C8: cell type signature gene sets
The previously supplemental release of gene sets for single cell identities has been updated and promoted to a full MSigDB collection.
The new C8 differs from the previously released supplemental in the following ways:
- Added 26 new gene sets from Durante et al. Single-cell analysis of olfactory neurogenesis and differentiation in adult humans.
- Added 25 new gene sets from Cui et al. Single-Cell Transcriptome Analysis Maps the Developmental Track of the Human Heart.
- Performed additional significance filtering for 35 gene sets from Hay et al. The Human Cell Atlas bone marrow single-cell interactive web portal. This additional filtering resulted in the outright deletion of two sets, and the reduction of several more to below the MSigDB inclusion threshold.
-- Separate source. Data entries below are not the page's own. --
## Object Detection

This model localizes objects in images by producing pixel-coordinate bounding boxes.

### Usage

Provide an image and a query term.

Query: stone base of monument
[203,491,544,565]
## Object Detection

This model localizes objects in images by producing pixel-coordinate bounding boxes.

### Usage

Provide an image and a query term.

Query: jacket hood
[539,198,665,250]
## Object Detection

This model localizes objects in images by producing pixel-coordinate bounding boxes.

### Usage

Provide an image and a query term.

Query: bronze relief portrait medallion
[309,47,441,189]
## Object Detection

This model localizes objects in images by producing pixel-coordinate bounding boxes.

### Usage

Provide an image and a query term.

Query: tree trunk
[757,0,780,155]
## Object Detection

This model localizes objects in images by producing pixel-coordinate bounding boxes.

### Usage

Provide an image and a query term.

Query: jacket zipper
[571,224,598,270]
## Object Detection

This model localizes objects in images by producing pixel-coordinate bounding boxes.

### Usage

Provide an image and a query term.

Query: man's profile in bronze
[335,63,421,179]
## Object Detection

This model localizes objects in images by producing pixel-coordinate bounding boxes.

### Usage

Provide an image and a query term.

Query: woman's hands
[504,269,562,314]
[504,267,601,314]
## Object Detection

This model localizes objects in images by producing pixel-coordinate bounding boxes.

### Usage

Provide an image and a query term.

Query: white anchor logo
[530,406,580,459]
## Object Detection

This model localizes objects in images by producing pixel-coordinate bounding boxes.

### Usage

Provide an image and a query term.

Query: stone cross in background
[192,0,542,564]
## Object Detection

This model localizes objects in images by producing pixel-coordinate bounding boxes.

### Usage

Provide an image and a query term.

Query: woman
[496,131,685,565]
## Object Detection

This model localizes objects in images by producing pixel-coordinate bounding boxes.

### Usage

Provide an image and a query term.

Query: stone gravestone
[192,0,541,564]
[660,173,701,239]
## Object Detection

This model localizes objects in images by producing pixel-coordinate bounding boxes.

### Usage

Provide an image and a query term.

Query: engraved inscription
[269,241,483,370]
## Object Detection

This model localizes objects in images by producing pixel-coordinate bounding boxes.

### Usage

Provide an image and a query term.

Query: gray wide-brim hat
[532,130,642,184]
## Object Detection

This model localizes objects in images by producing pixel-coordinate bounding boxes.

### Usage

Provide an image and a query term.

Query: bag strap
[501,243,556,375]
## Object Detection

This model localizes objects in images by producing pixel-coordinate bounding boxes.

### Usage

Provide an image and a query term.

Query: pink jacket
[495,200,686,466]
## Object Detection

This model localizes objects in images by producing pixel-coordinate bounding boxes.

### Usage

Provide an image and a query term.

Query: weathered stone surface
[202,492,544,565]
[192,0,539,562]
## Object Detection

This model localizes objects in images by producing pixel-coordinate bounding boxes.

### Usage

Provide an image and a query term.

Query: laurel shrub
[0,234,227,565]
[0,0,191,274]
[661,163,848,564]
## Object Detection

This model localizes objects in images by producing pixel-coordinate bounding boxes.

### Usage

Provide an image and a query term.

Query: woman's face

Updates to Existing Gene Sets by Collection
C1 (positional gene sets)
C1 has been updated to reflect the primary assembly of the current release of the Human Genome as present in Ensembl 101 and GENCODE 35 (GRCh38) (+1 gene set). Gene annotations for this collection are derived from the Chromosome and Karyotype band tracks from the Ensembl BioMart (version 101) and reflect the gene architecture as represented on the primary assembly.
C2:CP:Reactome
- Reactome gene sets have been updated to reflect the state of the Reactome pathway architecture as of Reactome v73 (+25 gene sets).
- As previously described in the Reactome release notes for MSigDB 7.0, in order to limit redundancy between gene sets within the Reactome sub-collection we applied a filtering procedure based on Jaccard coefficients and distance from the top level of the Reactome event hierarchy.
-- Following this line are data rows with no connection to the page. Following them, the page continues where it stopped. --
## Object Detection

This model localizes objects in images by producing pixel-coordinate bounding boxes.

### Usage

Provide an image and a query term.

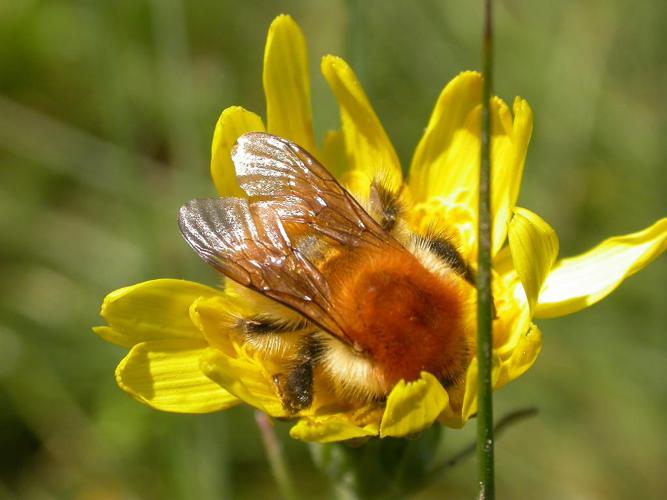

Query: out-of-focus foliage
[0,0,667,499]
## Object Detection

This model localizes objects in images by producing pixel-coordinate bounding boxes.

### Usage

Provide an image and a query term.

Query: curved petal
[322,56,403,189]
[535,218,667,318]
[116,339,240,413]
[200,349,289,417]
[380,372,449,437]
[409,71,533,254]
[290,414,378,443]
[262,15,317,156]
[409,71,482,204]
[211,106,264,196]
[438,353,500,429]
[322,130,348,181]
[95,279,221,347]
[491,97,533,255]
[508,208,558,311]
[494,325,542,389]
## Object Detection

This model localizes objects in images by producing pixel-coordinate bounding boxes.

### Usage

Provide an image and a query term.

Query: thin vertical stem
[477,0,495,500]
[255,411,299,500]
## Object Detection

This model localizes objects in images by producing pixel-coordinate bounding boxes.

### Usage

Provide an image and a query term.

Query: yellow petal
[494,325,542,389]
[211,106,264,196]
[380,372,449,437]
[322,56,403,189]
[438,353,500,429]
[409,71,532,254]
[409,71,482,204]
[535,218,667,318]
[263,15,317,156]
[116,339,239,413]
[290,414,378,443]
[508,208,558,311]
[200,349,289,417]
[491,97,533,255]
[322,130,348,180]
[95,279,221,347]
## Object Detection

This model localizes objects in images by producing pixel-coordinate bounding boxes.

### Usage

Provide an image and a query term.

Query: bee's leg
[424,237,475,286]
[273,335,322,413]
[370,180,403,233]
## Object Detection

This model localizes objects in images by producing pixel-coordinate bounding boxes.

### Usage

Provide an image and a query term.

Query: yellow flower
[95,16,667,442]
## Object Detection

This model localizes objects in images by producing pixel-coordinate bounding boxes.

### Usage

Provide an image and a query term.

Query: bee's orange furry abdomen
[335,248,470,391]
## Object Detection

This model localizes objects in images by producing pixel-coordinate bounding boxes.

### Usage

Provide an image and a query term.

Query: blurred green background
[0,0,667,500]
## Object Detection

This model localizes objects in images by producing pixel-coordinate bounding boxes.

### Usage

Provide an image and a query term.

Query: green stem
[477,0,495,500]
[255,411,299,500]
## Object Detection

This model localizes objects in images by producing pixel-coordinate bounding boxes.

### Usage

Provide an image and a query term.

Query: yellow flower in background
[95,16,667,442]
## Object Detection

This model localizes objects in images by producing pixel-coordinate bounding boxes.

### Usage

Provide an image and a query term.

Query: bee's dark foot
[273,363,313,414]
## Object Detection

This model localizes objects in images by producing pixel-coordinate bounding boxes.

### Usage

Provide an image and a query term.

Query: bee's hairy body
[184,136,474,413]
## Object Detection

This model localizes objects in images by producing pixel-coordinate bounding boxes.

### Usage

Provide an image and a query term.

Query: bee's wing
[179,132,398,340]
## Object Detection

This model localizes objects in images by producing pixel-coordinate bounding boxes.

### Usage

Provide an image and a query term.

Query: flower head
[95,16,667,442]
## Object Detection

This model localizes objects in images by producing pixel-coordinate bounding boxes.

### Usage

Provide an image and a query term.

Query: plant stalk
[477,0,495,500]
[255,411,299,500]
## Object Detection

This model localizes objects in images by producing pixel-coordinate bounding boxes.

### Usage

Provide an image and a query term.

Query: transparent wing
[179,132,400,341]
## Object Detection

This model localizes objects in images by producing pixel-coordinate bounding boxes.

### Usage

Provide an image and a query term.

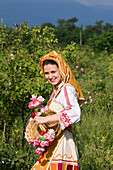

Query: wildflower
[90,99,92,103]
[84,101,87,104]
[33,137,40,146]
[35,148,45,155]
[29,117,33,122]
[40,141,49,147]
[37,96,44,102]
[80,68,84,72]
[87,91,91,94]
[89,96,91,100]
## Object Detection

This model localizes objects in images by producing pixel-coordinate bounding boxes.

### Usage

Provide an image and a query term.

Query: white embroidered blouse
[52,83,81,130]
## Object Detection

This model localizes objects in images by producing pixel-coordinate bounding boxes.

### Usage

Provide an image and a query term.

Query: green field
[0,20,113,170]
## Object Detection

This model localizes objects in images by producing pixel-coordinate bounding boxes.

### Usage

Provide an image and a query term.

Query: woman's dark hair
[43,59,58,67]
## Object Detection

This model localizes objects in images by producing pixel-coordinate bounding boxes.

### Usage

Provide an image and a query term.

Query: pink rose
[35,148,45,155]
[48,134,55,142]
[87,91,90,94]
[29,117,33,122]
[36,112,42,116]
[80,68,84,72]
[33,137,40,146]
[43,133,49,139]
[40,141,49,147]
[37,96,44,102]
[89,96,91,100]
[44,106,49,112]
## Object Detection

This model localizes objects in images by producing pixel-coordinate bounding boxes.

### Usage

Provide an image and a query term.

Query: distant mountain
[0,0,113,27]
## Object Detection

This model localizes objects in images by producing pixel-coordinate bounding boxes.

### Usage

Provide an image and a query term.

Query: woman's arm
[34,114,59,124]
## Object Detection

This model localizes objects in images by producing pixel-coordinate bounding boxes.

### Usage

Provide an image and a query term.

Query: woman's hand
[34,114,59,125]
[34,116,47,125]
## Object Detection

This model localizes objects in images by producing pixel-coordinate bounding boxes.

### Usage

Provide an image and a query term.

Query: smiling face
[44,64,61,86]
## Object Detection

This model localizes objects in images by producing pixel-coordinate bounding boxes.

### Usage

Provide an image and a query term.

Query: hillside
[0,1,113,27]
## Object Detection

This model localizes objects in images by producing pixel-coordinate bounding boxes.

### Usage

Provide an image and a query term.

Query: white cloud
[73,0,113,6]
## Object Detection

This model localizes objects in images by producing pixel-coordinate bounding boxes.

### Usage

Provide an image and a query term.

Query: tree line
[1,17,113,52]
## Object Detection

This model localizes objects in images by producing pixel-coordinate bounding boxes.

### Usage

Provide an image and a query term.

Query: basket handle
[39,125,46,131]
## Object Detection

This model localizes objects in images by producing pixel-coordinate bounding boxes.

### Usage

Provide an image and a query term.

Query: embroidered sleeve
[57,86,81,130]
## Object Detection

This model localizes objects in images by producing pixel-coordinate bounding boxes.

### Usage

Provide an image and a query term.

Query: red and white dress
[32,83,81,170]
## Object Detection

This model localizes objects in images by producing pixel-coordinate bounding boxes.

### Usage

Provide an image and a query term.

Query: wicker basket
[26,110,61,142]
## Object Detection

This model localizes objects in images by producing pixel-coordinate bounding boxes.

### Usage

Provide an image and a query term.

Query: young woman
[31,51,84,170]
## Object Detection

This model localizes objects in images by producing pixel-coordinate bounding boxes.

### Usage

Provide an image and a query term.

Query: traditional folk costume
[31,51,84,170]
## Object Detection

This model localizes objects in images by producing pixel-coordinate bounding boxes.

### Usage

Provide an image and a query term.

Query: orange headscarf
[40,51,85,105]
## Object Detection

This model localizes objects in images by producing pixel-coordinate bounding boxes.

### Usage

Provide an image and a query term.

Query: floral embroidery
[60,113,71,128]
C3 regulatory target gene sets
C3:GTRD has been updated to GTRD v20.06. A substantial addition of new content to the source database resulted in a substantial number of gene sets increasing in size over the MSigDB maximum size of inclusion threshold. This resulted in a net decrease in the size of the collection (-176 gene sets).
C5:GO (Gene Ontology)
Gene sets in these sub-collections are derived from the controlled vocabulary of the Gene Ontology (GO) project: The Gene Ontology Consortium. Gene Ontology: tool for the unification of biology (Nature Genet 2000). The gene sets are named by GO term and contain genes annotated by that term. This collection has been updated to the most recent GO annotations as present in the GO-basic obo file released on 2020-08-11 and NCBI gene2go annotations downloaded on 2020-09-03.
This collection is divided into three sub-collections:
- BP: GO Biological process (+43 gene sets). Gene sets derived from the Biological Process Ontology.
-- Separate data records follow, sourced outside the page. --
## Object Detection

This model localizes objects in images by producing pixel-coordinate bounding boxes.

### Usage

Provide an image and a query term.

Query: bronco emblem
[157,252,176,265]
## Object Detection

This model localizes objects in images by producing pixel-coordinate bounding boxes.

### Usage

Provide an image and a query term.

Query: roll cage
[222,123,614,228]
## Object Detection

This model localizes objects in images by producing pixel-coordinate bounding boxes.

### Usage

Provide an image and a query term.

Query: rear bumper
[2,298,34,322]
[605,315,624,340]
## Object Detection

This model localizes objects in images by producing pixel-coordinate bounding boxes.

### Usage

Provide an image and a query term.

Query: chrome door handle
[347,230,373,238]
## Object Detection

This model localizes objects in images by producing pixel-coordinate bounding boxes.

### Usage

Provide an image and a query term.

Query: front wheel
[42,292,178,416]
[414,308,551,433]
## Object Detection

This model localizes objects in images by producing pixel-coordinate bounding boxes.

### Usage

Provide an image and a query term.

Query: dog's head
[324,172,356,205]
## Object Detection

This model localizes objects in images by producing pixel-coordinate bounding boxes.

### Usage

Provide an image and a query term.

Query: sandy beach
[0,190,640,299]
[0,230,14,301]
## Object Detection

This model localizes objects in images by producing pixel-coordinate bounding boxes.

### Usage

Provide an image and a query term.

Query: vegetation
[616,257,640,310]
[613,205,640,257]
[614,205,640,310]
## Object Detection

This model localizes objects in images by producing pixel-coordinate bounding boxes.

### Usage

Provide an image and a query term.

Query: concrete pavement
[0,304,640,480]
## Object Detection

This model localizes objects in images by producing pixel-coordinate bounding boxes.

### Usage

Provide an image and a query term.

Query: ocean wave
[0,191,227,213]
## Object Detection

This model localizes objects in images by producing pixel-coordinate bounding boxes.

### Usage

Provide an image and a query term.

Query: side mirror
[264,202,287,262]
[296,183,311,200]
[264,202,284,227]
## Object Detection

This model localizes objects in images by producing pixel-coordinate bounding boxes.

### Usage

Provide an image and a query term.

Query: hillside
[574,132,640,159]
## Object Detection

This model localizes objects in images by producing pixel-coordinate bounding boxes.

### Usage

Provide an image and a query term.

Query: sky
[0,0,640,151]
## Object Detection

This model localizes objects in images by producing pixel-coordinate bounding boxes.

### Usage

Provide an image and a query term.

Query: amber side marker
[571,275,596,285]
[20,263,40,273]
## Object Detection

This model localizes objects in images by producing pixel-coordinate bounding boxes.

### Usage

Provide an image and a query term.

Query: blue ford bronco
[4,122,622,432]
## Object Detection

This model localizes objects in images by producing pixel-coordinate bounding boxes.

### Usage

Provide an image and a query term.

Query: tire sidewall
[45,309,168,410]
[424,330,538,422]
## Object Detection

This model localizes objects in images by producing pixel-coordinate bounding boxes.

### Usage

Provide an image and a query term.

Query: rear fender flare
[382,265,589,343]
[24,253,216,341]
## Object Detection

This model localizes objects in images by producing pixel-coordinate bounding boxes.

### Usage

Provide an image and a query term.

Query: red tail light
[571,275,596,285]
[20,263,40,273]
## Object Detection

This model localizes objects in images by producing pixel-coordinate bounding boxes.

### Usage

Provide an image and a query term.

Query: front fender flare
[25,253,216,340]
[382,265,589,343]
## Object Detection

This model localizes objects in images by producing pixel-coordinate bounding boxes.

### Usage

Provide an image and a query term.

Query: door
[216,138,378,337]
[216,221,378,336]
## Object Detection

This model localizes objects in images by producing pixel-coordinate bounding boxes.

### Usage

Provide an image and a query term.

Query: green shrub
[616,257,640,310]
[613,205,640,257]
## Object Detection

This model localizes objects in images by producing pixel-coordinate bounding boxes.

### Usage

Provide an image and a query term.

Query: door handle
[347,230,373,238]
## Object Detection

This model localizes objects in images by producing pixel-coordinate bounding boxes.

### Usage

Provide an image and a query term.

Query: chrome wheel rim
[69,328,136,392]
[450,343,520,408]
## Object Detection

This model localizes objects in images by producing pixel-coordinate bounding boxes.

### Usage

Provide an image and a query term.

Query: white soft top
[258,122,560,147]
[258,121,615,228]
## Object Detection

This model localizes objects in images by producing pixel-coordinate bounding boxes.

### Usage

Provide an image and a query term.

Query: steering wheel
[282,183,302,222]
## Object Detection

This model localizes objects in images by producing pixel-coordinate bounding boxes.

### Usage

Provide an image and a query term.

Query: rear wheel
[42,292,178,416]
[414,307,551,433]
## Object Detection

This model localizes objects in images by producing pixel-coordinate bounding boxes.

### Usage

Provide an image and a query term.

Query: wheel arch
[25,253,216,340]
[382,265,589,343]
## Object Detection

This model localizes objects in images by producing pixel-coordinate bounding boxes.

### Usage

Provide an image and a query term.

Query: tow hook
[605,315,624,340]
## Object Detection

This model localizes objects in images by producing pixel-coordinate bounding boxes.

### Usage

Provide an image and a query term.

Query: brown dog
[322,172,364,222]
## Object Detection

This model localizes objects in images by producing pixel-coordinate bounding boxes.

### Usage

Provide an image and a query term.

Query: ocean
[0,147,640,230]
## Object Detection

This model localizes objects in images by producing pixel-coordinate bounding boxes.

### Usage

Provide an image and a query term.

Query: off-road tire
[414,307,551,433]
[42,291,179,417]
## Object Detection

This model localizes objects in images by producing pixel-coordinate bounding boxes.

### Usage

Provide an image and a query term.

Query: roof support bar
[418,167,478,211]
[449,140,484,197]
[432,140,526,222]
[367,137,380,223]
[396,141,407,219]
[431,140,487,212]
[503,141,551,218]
- CC: GO Cellular component (+2 gene sets). Gene sets derived from the Cellular Component Ontology.
- MF: GO Molecular function (+34 gene sets). Gene sets derived from the Molecular Function Ontology.
These updates were generated in accordance with the procedure described in the GO release notes for MSigDB 7.0.
CHIP file updates
All CHIP files previously provided in the standard MSigDB 7.1 release have been updated for MSigDB 7.2 in accordance with previously described procedures.
Gene orthology annotations for mapping mouse and rat genes to their best match human orthologs have been updated to Alliance of Genome Resources orthology database release 3.1.1.
Addendum
Hallmark founder gene sets in the MSigDB XML file have had their identifiers adjusted to reflect their internal "systematic name". This change enables more precise tracking of Hallmark founder gene sets across releases. Previously these gene sets were identified by their standard name as represented in the initial release of the MSigDB Hallmarks collection.